Semantic Search
Semantic search provides AI-powered natural language understanding for WebHelp documentation queries. When available, it offers more intuitive search results than traditional keyword matching.
How It Works
Semantic search is powered by Oxygen XML’s Feedback service:
Extracts the deployment token from the WebHelp site
Sends the query to the Oxygen Feedback API
Receives AI-ranked results based on semantic relevance
Falls back to index-based search if unavailable
Semantic search only works for WebHelp sites that have Oxygen Feedback enabled.
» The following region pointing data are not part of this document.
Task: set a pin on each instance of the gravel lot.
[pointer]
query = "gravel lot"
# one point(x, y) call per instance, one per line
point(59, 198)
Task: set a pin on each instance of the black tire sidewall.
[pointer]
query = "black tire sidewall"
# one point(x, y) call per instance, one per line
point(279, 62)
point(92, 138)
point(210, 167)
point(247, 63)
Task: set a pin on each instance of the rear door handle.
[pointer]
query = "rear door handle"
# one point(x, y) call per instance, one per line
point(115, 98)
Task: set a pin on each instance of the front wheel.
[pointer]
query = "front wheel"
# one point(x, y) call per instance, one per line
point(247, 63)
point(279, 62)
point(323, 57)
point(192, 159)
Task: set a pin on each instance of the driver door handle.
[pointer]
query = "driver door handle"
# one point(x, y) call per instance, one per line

The server automatically detects availability and falls back gracefully.
Implementation
Here’s the complete semantic search implementation:
// From webhelp-search-client.ts:95-171
async semanticSearch (
query : string ,
baseUrl : string ,
pageSize : number = 10
): Promise < SearchResult > {
try {
// Extract deployment token from the WebHelp page
const mainPage = await downloadFile ( baseUrl );
const match = mainPage . match ( /feedback-init [ ^ > ] + deploymentToken= ( [ ^ "'> ] + ) / );
if ( ! match ) {
return { error: 'Deployment token not found' , results: [] };
}
const token = match [ 1 ];
// Prepare search request
const postData = JSON . stringify ({
searchQuery: query ,
facets: [],
currentPage: 1 ,
pageSize ,
exactSearch: false ,
defaultJoinOperator: 'AND' ,
highlight: false ,
indexFields: []
});
// Configure proxy if needed
const proxyUrl =
process . env . HTTPS_PROXY ||
process . env . https_proxy ||
process . env . HTTP_PROXY ||
process . env . http_proxy ;
const options : any = {
method: 'POST' ,
headers: {
'Content-Type' : 'application/json' ,
'Content-Length' : Buffer . byteLength ( postData )
}
};
if ( proxyUrl ) {
options . agent = new HttpsProxyAgent ( proxyUrl );
}
// Execute search request
const dataStr : string = await new Promise (( resolve , reject ) => {
const req = https . request (
`https://feedback.oxygenxml.com/api/html-content/search?token= ${ token } ` ,
options ,
res => {
if ( res . statusCode && res . statusCode >= 200 && res . statusCode < 300 ) {
let body = '' ;
res . on ( 'data' , chunk => ( body += chunk ));
res . on ( 'end' , () => resolve ( body ));
} else {
reject ( new Error ( `HTTP ${ res . statusCode } : ${ res . statusMessage } ` ));
}
}
);
req . on ( 'error' , reject );
req . write ( postData );
req . end ();
});
// Parse and format results
const data : any = JSON . parse ( dataStr );
const results = ( data . documents || []). map (( doc : any , idx : number ) => {
const url = doc . fields ?. uri || '' ;
const rel = url . startsWith ( baseUrl ) ? url . substring ( baseUrl . length ) : url ;
return {
id: `0: ${ rel } ` ,
title: doc . fields ?. title || '' ,
url ,
score: doc . score ?? 0
};
});
return { results };
} catch (error: any) {
return { error : `Semantic search failed: ${ error . message } ` , results : [] };
}
}
The deployment token is embedded in the WebHelp page HTML:
const mainPage = await downloadFile ( baseUrl );
const match = mainPage . match ( /feedback-init [ ^ > ] + deploymentToken= ( [ ^ "'> ] + ) / );
if ( ! match ) {
return { error: 'Deployment token not found' , results: [] };
}
const token = match [ 1 ];
Typical HTML:
< script >
oxygenFeedbackInit ({
deploymentToken: 'abc123def456' ,
productName: 'My Documentation' ,
productVersion: '1.0'
});
</ script >
If the WebHelp site doesn’t include the feedback-init script with a deploymentToken, semantic search is unavailable.
API Request
The server posts to the Oxygen Feedback API:
Endpoint:
https://feedback.oxygenxml.com/api/html-content/search?token={token}
Request body:
{
"searchQuery" : "how do I validate DITA maps" ,
"facets" : [],
"currentPage" : 1 ,
"pageSize" : 10 ,
"exactSearch" : false ,
"defaultJoinOperator" : "AND" ,
"highlight" : false ,
"indexFields" : []
}
Parameters:
searchQuery — Natural language query
pageSize — Maximum results (default: 10)
exactSearch — Exact phrase matching (always false)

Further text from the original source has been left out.